In primavera Marrakech si mostra più accogliente e fresca rispetto all’estate torrida e affollata. Il traffico e il caos lasciano spazio a una città dai colori vivi e profumi intensi. La Medina è il luogo ideale per passeggiate senza fretta, con angoli da scoprire lontano dalla ressa. I giardini sono il vero cuore verde della città: il Jardin Majorelle, con il suo blu cobalto che fa da sfondo al verde brillante e ai fiori profumati, è una tappa obbligata. Poco distante, il Jardin Secret si distingue per i suoi disegni geometrici e l’armonia antica. Alle mura del Palais el-Badi si può ammirare lo spettacolo delle cicogne che tornano a nidificare, simbolo di buona fortuna e legame con la natura. Chi cerca un’avventura può organizzare un’escursione nell’Alto Atlante o nella Valle delle Rose, dove i fiori in piena fioritura dipingono il paesaggio di rosa, offrendo un’immersione nel ritmo lento della natura e delle tradizioni locali.

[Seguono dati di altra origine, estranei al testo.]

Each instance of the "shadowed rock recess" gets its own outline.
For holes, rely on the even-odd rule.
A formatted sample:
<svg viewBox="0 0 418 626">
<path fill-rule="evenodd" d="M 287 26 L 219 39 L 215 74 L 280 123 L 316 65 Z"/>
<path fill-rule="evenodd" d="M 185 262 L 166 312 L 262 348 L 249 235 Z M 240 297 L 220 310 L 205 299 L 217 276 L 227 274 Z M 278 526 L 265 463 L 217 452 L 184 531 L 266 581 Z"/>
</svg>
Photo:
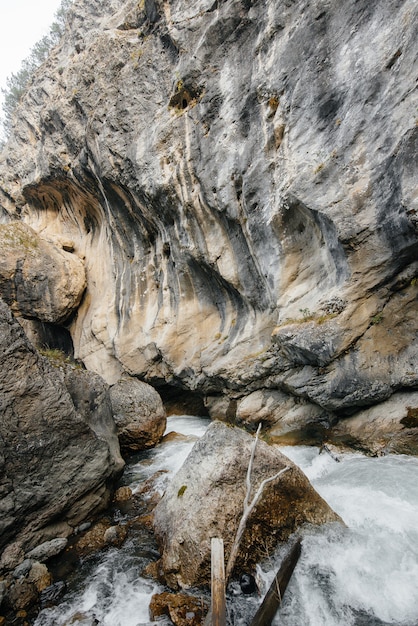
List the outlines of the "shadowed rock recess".
<svg viewBox="0 0 418 626">
<path fill-rule="evenodd" d="M 415 0 L 75 0 L 0 214 L 73 242 L 76 358 L 288 441 L 413 412 L 417 40 Z"/>
</svg>

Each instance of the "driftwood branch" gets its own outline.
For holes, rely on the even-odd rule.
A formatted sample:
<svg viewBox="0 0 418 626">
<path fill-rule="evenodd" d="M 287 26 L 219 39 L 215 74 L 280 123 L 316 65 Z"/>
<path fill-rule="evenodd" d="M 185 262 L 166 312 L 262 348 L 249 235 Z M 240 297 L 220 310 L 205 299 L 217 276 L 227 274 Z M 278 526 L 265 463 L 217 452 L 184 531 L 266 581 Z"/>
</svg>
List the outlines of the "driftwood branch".
<svg viewBox="0 0 418 626">
<path fill-rule="evenodd" d="M 250 626 L 270 626 L 281 604 L 283 594 L 299 560 L 300 553 L 301 543 L 300 539 L 298 539 L 289 554 L 283 559 L 280 569 L 274 577 Z"/>
<path fill-rule="evenodd" d="M 211 540 L 210 616 L 212 626 L 226 626 L 224 542 L 218 538 Z"/>
<path fill-rule="evenodd" d="M 281 469 L 279 472 L 277 472 L 277 474 L 275 474 L 274 476 L 270 476 L 270 478 L 265 478 L 261 483 L 260 486 L 258 487 L 253 499 L 250 502 L 250 495 L 251 495 L 251 474 L 252 474 L 252 469 L 253 469 L 253 464 L 254 464 L 254 456 L 255 456 L 255 449 L 257 447 L 257 442 L 258 442 L 258 435 L 260 434 L 260 430 L 261 430 L 261 423 L 258 425 L 257 428 L 257 432 L 255 435 L 255 439 L 254 439 L 254 443 L 252 446 L 252 450 L 251 450 L 251 457 L 250 457 L 250 462 L 248 464 L 248 468 L 247 468 L 247 476 L 246 476 L 246 493 L 245 493 L 245 498 L 244 498 L 244 511 L 240 520 L 240 523 L 238 525 L 238 530 L 237 530 L 237 534 L 235 535 L 235 539 L 234 539 L 234 543 L 232 544 L 232 548 L 231 548 L 231 553 L 229 555 L 229 559 L 228 559 L 228 563 L 226 566 L 226 572 L 225 572 L 225 578 L 228 581 L 232 571 L 234 569 L 234 565 L 235 565 L 235 561 L 237 560 L 237 556 L 238 556 L 238 550 L 240 547 L 240 543 L 241 543 L 241 539 L 242 539 L 242 535 L 244 534 L 244 530 L 245 530 L 245 526 L 247 524 L 247 520 L 251 514 L 251 511 L 254 509 L 254 507 L 256 506 L 257 502 L 259 501 L 263 491 L 264 491 L 264 487 L 268 484 L 271 483 L 273 480 L 276 480 L 277 478 L 279 478 L 279 476 L 281 476 L 282 474 L 284 474 L 285 472 L 287 472 L 288 470 L 290 470 L 290 467 L 287 465 L 285 468 Z"/>
</svg>

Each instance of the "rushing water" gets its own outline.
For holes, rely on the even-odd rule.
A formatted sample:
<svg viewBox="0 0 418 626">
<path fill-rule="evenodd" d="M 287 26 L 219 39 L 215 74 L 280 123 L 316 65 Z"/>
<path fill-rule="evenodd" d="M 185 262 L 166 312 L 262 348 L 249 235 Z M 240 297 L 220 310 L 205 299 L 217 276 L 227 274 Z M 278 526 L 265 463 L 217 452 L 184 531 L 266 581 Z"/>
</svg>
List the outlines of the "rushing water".
<svg viewBox="0 0 418 626">
<path fill-rule="evenodd" d="M 157 446 L 131 464 L 124 482 L 135 491 L 159 470 L 161 490 L 190 452 L 207 420 L 172 417 L 167 431 L 187 435 Z M 283 626 L 417 626 L 418 624 L 418 459 L 367 458 L 348 454 L 336 462 L 317 448 L 285 447 L 317 491 L 344 519 L 340 524 L 306 529 L 302 556 L 274 624 Z M 284 549 L 259 568 L 267 587 Z M 86 559 L 61 604 L 43 610 L 36 626 L 150 624 L 151 596 L 163 588 L 140 572 L 155 559 L 147 537 L 129 538 L 120 549 Z M 229 620 L 246 626 L 260 603 L 232 585 Z M 71 621 L 77 613 L 78 621 Z M 89 617 L 90 616 L 90 617 Z M 97 623 L 97 622 L 96 622 Z M 159 620 L 161 626 L 165 623 Z"/>
</svg>

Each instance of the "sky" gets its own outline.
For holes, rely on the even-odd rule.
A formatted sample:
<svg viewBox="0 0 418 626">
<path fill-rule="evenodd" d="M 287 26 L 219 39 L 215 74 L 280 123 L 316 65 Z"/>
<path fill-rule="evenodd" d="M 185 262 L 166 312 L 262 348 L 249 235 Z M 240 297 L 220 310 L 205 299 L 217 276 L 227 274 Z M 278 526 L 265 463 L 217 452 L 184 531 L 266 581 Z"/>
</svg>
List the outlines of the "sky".
<svg viewBox="0 0 418 626">
<path fill-rule="evenodd" d="M 54 21 L 61 0 L 0 0 L 0 89 Z M 0 105 L 3 98 L 0 93 Z"/>
</svg>

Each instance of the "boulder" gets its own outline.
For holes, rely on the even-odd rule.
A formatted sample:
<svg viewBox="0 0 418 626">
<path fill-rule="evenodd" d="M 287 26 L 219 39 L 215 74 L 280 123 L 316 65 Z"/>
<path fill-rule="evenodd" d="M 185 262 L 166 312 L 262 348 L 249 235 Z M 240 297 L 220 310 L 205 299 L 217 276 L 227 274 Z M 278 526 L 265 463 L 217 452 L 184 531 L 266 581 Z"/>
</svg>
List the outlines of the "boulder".
<svg viewBox="0 0 418 626">
<path fill-rule="evenodd" d="M 26 578 L 16 580 L 8 589 L 7 600 L 15 611 L 32 608 L 38 600 L 35 583 L 29 582 Z"/>
<path fill-rule="evenodd" d="M 68 536 L 107 504 L 123 461 L 83 419 L 62 371 L 37 353 L 1 300 L 0 406 L 0 549 L 14 541 L 28 551 Z M 14 568 L 19 561 L 11 556 Z"/>
<path fill-rule="evenodd" d="M 76 255 L 23 222 L 0 224 L 0 247 L 0 297 L 14 313 L 54 323 L 74 313 L 86 288 Z"/>
<path fill-rule="evenodd" d="M 126 525 L 113 526 L 110 520 L 104 518 L 94 524 L 74 544 L 76 554 L 86 556 L 94 554 L 103 548 L 114 545 L 121 546 L 128 533 Z"/>
<path fill-rule="evenodd" d="M 212 537 L 224 540 L 228 560 L 243 513 L 253 443 L 254 437 L 244 430 L 213 422 L 155 508 L 161 568 L 170 587 L 209 583 Z M 279 447 L 263 441 L 255 452 L 251 498 L 264 479 L 285 467 L 290 469 L 265 487 L 250 514 L 235 574 L 252 569 L 305 522 L 341 522 Z"/>
<path fill-rule="evenodd" d="M 95 372 L 87 372 L 71 362 L 63 368 L 63 376 L 64 384 L 79 415 L 96 436 L 107 443 L 115 464 L 122 469 L 124 461 L 120 455 L 109 386 Z"/>
<path fill-rule="evenodd" d="M 25 552 L 19 542 L 9 543 L 0 557 L 0 570 L 12 570 L 25 558 Z"/>
<path fill-rule="evenodd" d="M 261 423 L 274 443 L 322 442 L 335 421 L 322 407 L 276 389 L 259 389 L 237 404 L 236 422 L 254 430 Z"/>
<path fill-rule="evenodd" d="M 145 450 L 161 440 L 166 415 L 153 387 L 136 378 L 124 378 L 111 386 L 110 398 L 122 451 Z"/>
<path fill-rule="evenodd" d="M 328 440 L 368 454 L 418 455 L 418 391 L 395 393 L 385 402 L 340 420 Z"/>
<path fill-rule="evenodd" d="M 52 575 L 44 563 L 35 562 L 28 574 L 28 582 L 33 583 L 39 593 L 52 584 Z"/>
</svg>

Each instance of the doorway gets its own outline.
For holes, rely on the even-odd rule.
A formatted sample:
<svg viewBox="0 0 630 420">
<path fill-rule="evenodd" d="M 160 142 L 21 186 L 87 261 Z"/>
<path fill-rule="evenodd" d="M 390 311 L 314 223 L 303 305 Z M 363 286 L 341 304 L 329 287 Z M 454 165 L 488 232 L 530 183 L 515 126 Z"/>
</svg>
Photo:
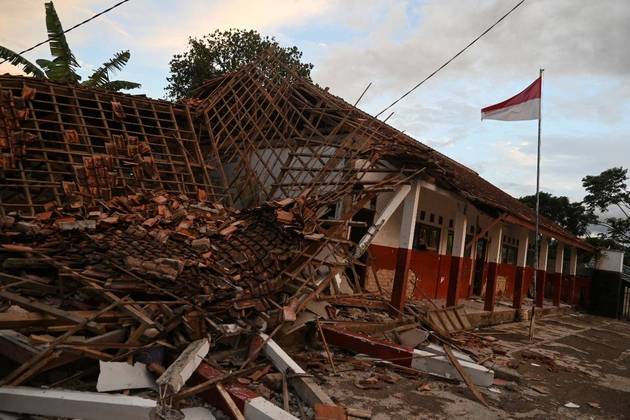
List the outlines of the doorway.
<svg viewBox="0 0 630 420">
<path fill-rule="evenodd" d="M 361 238 L 363 238 L 363 236 L 368 232 L 368 229 L 374 223 L 374 215 L 375 215 L 375 211 L 374 210 L 366 209 L 366 208 L 363 208 L 363 209 L 359 210 L 354 215 L 354 217 L 352 218 L 353 222 L 363 222 L 363 223 L 365 223 L 365 225 L 364 226 L 352 226 L 350 228 L 350 240 L 352 242 L 359 243 Z M 355 266 L 354 266 L 354 270 L 356 271 L 357 276 L 359 277 L 358 278 L 359 284 L 361 285 L 361 288 L 363 288 L 363 289 L 365 289 L 365 275 L 367 273 L 367 268 L 366 268 L 365 264 L 367 264 L 367 261 L 368 261 L 368 253 L 365 252 L 361 256 L 361 258 L 359 258 L 359 262 L 361 262 L 363 265 L 355 264 Z M 350 270 L 350 271 L 352 271 L 352 270 Z M 349 276 L 348 278 L 352 278 L 352 273 L 351 272 L 348 272 L 346 274 Z"/>
<path fill-rule="evenodd" d="M 473 277 L 472 294 L 481 296 L 483 289 L 483 277 L 486 268 L 486 251 L 488 248 L 488 240 L 481 238 L 477 240 L 477 252 L 475 252 L 475 273 Z"/>
</svg>

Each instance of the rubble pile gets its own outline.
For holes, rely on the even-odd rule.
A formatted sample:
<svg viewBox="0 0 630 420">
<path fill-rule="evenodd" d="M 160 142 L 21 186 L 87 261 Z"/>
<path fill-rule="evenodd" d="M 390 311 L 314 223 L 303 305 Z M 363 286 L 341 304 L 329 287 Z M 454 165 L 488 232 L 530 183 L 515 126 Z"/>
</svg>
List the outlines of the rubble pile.
<svg viewBox="0 0 630 420">
<path fill-rule="evenodd" d="M 97 391 L 94 409 L 115 405 L 122 418 L 138 396 L 147 410 L 135 418 L 182 418 L 192 415 L 187 406 L 203 405 L 215 410 L 204 416 L 231 418 L 258 418 L 252 410 L 266 418 L 369 417 L 335 404 L 301 366 L 381 372 L 357 389 L 391 382 L 384 371 L 467 376 L 428 340 L 423 308 L 409 303 L 397 313 L 384 296 L 354 290 L 337 258 L 320 255 L 315 290 L 290 282 L 287 267 L 330 233 L 315 213 L 301 197 L 236 210 L 152 191 L 2 217 L 0 355 L 12 364 L 3 365 L 0 402 L 29 412 L 22 401 L 33 398 L 41 414 L 42 401 L 56 398 L 71 402 L 46 414 L 102 418 L 73 411 Z M 274 339 L 293 341 L 287 348 L 300 364 Z M 491 371 L 466 369 L 471 387 L 491 383 Z"/>
<path fill-rule="evenodd" d="M 279 70 L 181 104 L 0 77 L 0 416 L 369 418 L 327 392 L 343 369 L 485 404 L 493 371 L 450 337 L 465 311 L 394 308 L 357 272 L 425 168 L 261 60 Z M 382 193 L 388 216 L 356 220 Z"/>
<path fill-rule="evenodd" d="M 2 217 L 0 354 L 21 364 L 3 383 L 89 376 L 86 359 L 159 372 L 191 342 L 230 348 L 271 330 L 291 314 L 278 274 L 313 229 L 305 211 L 300 199 L 240 211 L 151 192 Z"/>
<path fill-rule="evenodd" d="M 64 310 L 90 310 L 123 296 L 164 300 L 149 304 L 156 316 L 160 305 L 182 314 L 203 310 L 224 331 L 236 320 L 247 324 L 251 309 L 256 316 L 277 310 L 270 299 L 281 301 L 282 285 L 267 280 L 304 242 L 300 209 L 285 203 L 238 211 L 153 194 L 116 197 L 103 206 L 107 211 L 9 215 L 2 219 L 2 267 L 28 276 L 15 286 L 23 295 L 43 296 Z M 279 221 L 284 213 L 290 221 Z M 57 279 L 63 289 L 49 285 Z M 43 292 L 42 284 L 57 293 Z"/>
</svg>

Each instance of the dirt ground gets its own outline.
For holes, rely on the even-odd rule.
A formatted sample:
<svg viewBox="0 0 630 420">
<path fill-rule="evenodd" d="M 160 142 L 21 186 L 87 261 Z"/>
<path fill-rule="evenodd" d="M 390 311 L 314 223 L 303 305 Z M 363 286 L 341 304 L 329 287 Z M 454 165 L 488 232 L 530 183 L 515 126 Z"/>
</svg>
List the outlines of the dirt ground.
<svg viewBox="0 0 630 420">
<path fill-rule="evenodd" d="M 322 379 L 334 400 L 370 410 L 375 420 L 630 418 L 630 323 L 571 313 L 537 319 L 535 331 L 534 341 L 529 322 L 474 332 L 482 343 L 501 349 L 497 363 L 507 362 L 521 376 L 518 381 L 495 376 L 494 386 L 479 388 L 489 408 L 463 384 L 401 377 L 385 368 L 341 364 L 339 375 Z M 385 381 L 366 382 L 379 376 Z"/>
</svg>

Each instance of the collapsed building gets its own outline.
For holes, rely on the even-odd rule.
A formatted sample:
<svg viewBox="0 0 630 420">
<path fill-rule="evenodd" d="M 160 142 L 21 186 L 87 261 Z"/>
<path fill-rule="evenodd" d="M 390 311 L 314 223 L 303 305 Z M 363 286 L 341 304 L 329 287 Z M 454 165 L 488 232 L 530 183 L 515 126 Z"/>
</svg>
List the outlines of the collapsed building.
<svg viewBox="0 0 630 420">
<path fill-rule="evenodd" d="M 0 111 L 0 324 L 10 329 L 0 353 L 21 364 L 4 385 L 37 383 L 81 357 L 165 374 L 206 336 L 246 345 L 236 373 L 260 379 L 269 369 L 252 363 L 264 351 L 285 374 L 278 360 L 294 362 L 273 338 L 320 317 L 330 322 L 316 321 L 324 343 L 356 352 L 369 343 L 381 358 L 430 370 L 404 343 L 340 328 L 352 320 L 344 308 L 363 309 L 380 330 L 424 317 L 444 339 L 470 327 L 465 313 L 431 323 L 427 305 L 477 297 L 493 313 L 503 300 L 515 319 L 535 270 L 538 307 L 589 299 L 590 279 L 577 275 L 588 244 L 542 218 L 534 267 L 531 209 L 274 54 L 182 103 L 0 76 Z M 91 338 L 68 341 L 80 331 Z M 456 368 L 447 376 L 487 382 L 492 371 L 444 351 Z M 160 388 L 167 406 L 206 392 L 234 418 L 246 410 L 252 391 L 242 384 L 212 388 L 234 372 L 195 368 L 197 385 Z M 333 405 L 298 369 L 300 397 Z"/>
</svg>

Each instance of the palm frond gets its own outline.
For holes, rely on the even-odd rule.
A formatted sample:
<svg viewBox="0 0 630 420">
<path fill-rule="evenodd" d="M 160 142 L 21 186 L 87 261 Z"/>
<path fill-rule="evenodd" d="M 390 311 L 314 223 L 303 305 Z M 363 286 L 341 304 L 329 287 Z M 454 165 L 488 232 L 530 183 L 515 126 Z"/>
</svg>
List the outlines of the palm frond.
<svg viewBox="0 0 630 420">
<path fill-rule="evenodd" d="M 101 87 L 103 89 L 111 90 L 113 92 L 119 92 L 121 90 L 137 89 L 140 86 L 142 85 L 136 82 L 128 82 L 126 80 L 112 80 L 111 82 L 107 82 Z"/>
<path fill-rule="evenodd" d="M 9 63 L 13 64 L 14 66 L 22 66 L 22 70 L 24 70 L 26 74 L 32 74 L 33 76 L 38 77 L 40 79 L 46 78 L 46 74 L 44 74 L 44 72 L 41 71 L 39 67 L 37 67 L 35 64 L 28 61 L 26 58 L 24 58 L 20 54 L 14 51 L 11 51 L 8 48 L 0 46 L 0 58 L 7 60 Z"/>
<path fill-rule="evenodd" d="M 109 82 L 109 76 L 116 70 L 122 70 L 122 68 L 129 61 L 131 54 L 129 50 L 120 51 L 114 54 L 109 61 L 103 63 L 103 65 L 97 68 L 94 73 L 82 83 L 84 86 L 100 87 Z"/>
<path fill-rule="evenodd" d="M 52 68 L 54 67 L 53 62 L 45 58 L 38 58 L 37 60 L 35 60 L 35 62 L 39 67 L 44 70 L 44 72 L 46 73 L 46 77 L 50 79 L 51 77 L 48 73 L 52 72 Z"/>
<path fill-rule="evenodd" d="M 75 68 L 79 67 L 70 46 L 63 33 L 63 26 L 55 10 L 53 2 L 45 3 L 46 6 L 46 29 L 48 30 L 48 45 L 50 53 L 55 59 L 55 80 L 65 82 L 76 82 L 78 80 Z M 50 76 L 49 76 L 50 77 Z"/>
</svg>

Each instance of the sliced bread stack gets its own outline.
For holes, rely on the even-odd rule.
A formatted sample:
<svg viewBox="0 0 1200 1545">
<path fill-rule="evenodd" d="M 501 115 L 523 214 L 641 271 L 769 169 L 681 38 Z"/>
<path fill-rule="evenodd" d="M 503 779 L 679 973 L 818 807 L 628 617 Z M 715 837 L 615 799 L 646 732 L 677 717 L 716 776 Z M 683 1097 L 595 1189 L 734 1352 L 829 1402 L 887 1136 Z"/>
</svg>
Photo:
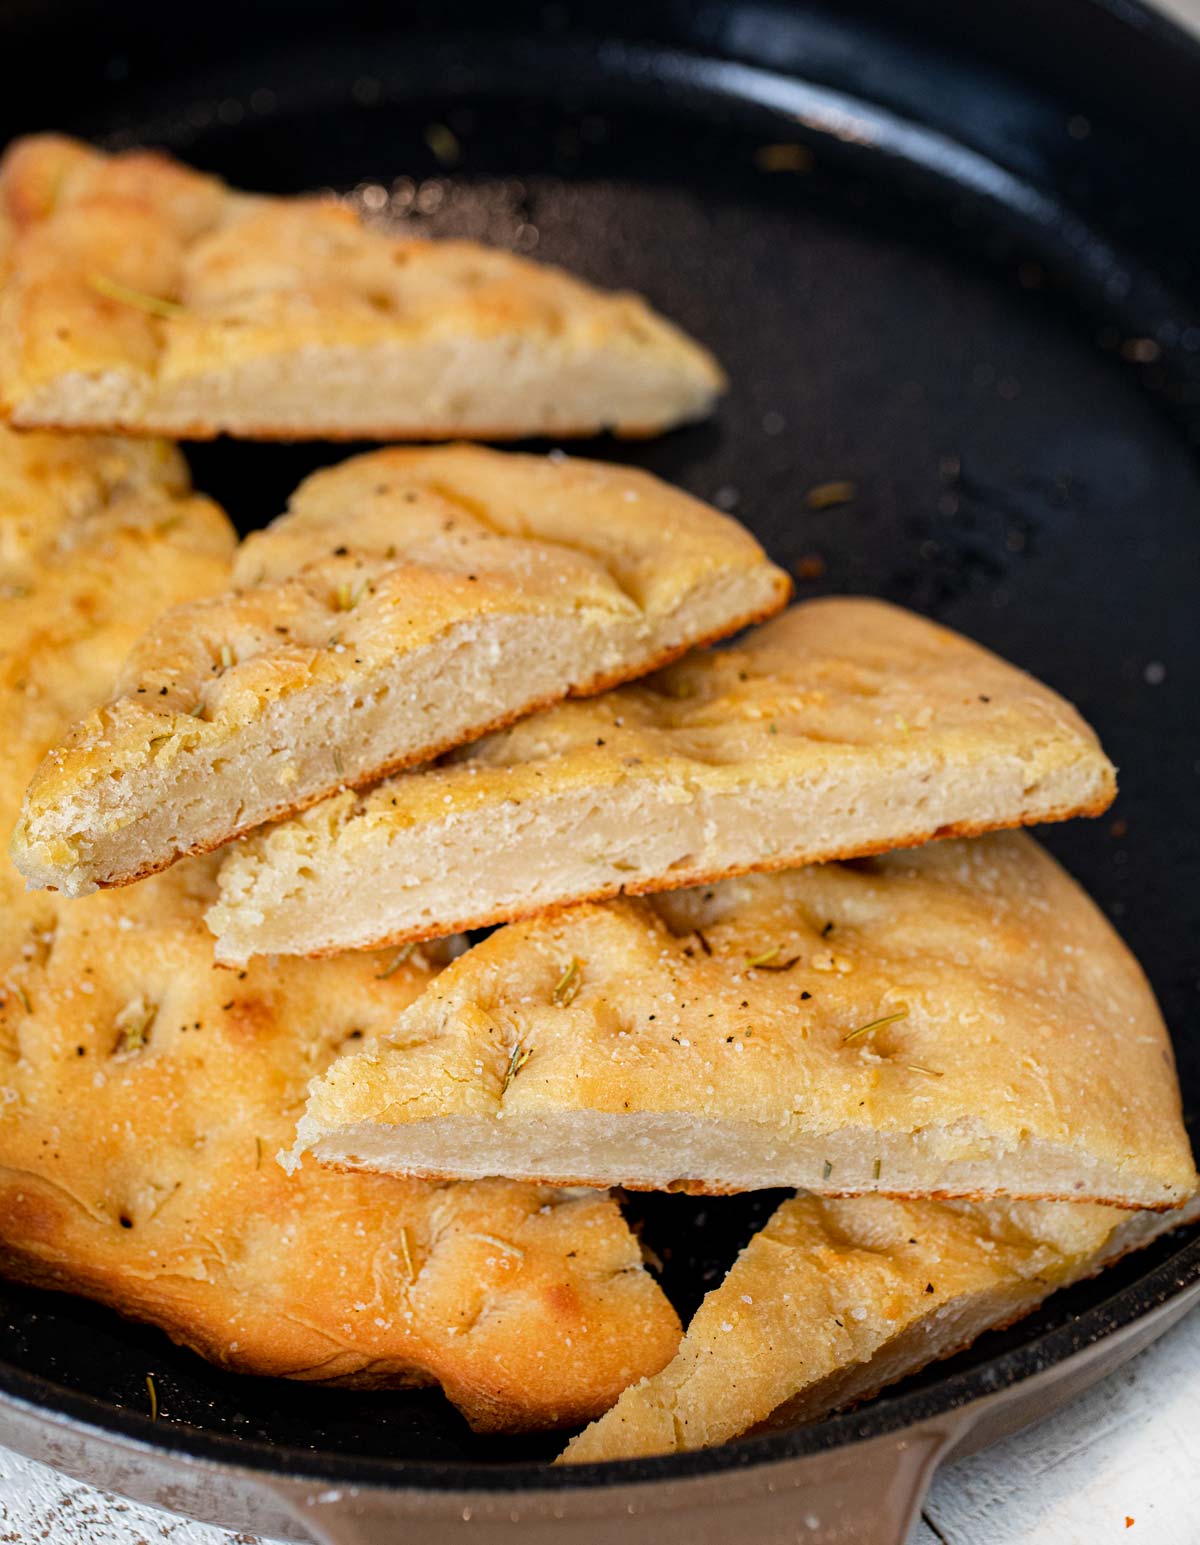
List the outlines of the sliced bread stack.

Le Highlands scozzesi restano una delle destinazioni più affascinanti per chi cerca un turismo lento e paesaggi quasi selvaggi. Il viaggio sulla West Highland Line è tra i più suggestivi d’Europa. Partendo da Glasgow, il treno si inoltra tra brughiere e montagne solitarie, regalando viste spettacolari su una natura incontaminata. Rannoch Moor è una delle zone più remote, raggiungibile quasi solo a piedi o in treno, dove il silenzio è rotto solo dal canto degli uccelli. Il momento clou del viaggio è il passaggio sul viadotto di Glenfinnan, reso famoso dai film di Harry Potter, che ha trasformato questo luogo in una meta di culto. Salire a bordo del treno a vapore The Jacobite è un’esperienza nostalgica e autentica, accompagnata da panorami di rara bellezza. Seguendo il ritmo tranquillo del treno, si godono appieno i paesaggi mutevoli delle Highlands, tra laghi, colline e castelli.
Il Messico orientale, nella penisola dello Yucatán, offre un itinerario “slow travel” perfetto per il ponte del 1° maggio. Il nuovo Tren Maya collega località ricche di storia preispanica e natura tropicale in appena sette giorni. Si parte da Cancún, famosa località balneare, per arrivare a Campeche, città fortificata sul Golfo del Messico con un centro storico vivace e colorato. Lungo il percorso ci sono tappe affascinanti come Valladolid, con i suoi cenote, piscine naturali dall’acqua cristallina, perfette per rinfrescarsi e immergersi in paesaggi insoliti. Chichén Itzá, con i suoi templi maya, è un tuffo nella storia antica. Izamal, la “città gialla”, stupisce con le sue costruzioni calde e il convento francescano costruito sopra un’antica piramide. Mérida, cuore culturale della regione, offre un’atmosfera più cosmopolita con musei e mercati da scoprire. Il tramonto sul malecón di Campeche, tra case colorate, chiude in bellezza un viaggio tra natura, cultura e tradizioni millenarie.